UNUSUAL SITUATIONS: Two or three times I’ve been flummoxed on the field by something that wasn’t supposed to happen, but did. One more strange thing happened on Friday when the instructor was evaluating my pitch calling in the batting cage. For this drill, a “batter” dons a helmet and hoists a whiffle bat. He’s never supposed to try to hit the ball, but he’s supposed to give occasional full and check swings so that the umpire can show that he knows what to do. Well, on the second-to-last pitch, the batter made almost a full swing, I saw the ball miss the catcher’s glove… and I was pushed backwards by a thump. The ball hit me. It didn’t hurt – I was, of course, wearing a high quality chest protector – but I couldn’t think for a moment. I wasn’t mentally prepared for a foul ball in the batting cage! I made the wrong signal (I should have called “foul ball”) and looked momentarily meek. (On the final pitch, I gave the emphatic and dramatic “strike three” call with extra fist pumps, which we were not supposed to do, but I did anyway.)

The point is, something strange happened, and I lost my field presence – I “broke character,” if you will. I suppose my reactions have been developed poorly by teaching for twelve years. I’m not afraid of looking weak momentarily in my classroom, because everyone knows that I’m in charge and that I know what I’m doing; if I need a few minutes or a day to decide a knotty, unusual problem, or if I truly was thrown for a loop by an incident, I do better by acting genuinely meek than disingenuously bold. Not so for an umpire, though.

Now, for all of you smart-arses who might want to use these self-criticisms as ammunition when you have a chance to heckle me on the field, recognize that I’m aware of my weaknesses, and I’m working to improve them. I will be better by the time you watch me.
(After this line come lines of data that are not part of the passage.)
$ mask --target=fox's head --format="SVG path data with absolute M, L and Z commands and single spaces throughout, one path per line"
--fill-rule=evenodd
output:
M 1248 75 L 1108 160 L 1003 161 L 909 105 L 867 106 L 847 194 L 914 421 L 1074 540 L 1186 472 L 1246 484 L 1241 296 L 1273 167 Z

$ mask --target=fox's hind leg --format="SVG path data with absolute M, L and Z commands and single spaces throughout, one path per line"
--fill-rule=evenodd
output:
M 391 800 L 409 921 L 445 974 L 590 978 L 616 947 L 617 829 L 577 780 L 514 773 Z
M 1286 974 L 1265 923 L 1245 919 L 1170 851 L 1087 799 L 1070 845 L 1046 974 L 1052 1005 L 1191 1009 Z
My strong suspicion is that, had I been eligible, I would not have progressed this year to the minor leagues. However, I think that with a full summer of work, say, in an independent league, I could have come back to be one of the top students NEXT year.

I won’t be asking for another sabbatical next year, though. Sigh.


[1] I think she must have also used the terms “actualize” and “paradigm” in there somewhere.
[2] The evidence was, she got herself a stack of paper to read that justified her salary.
[3] “You don’t say!?!” is the sarcastic response of those who know the Nachoman personally.
[4] “You don’t say!?!” is the sarcastic response of those who know the Nachoman personally.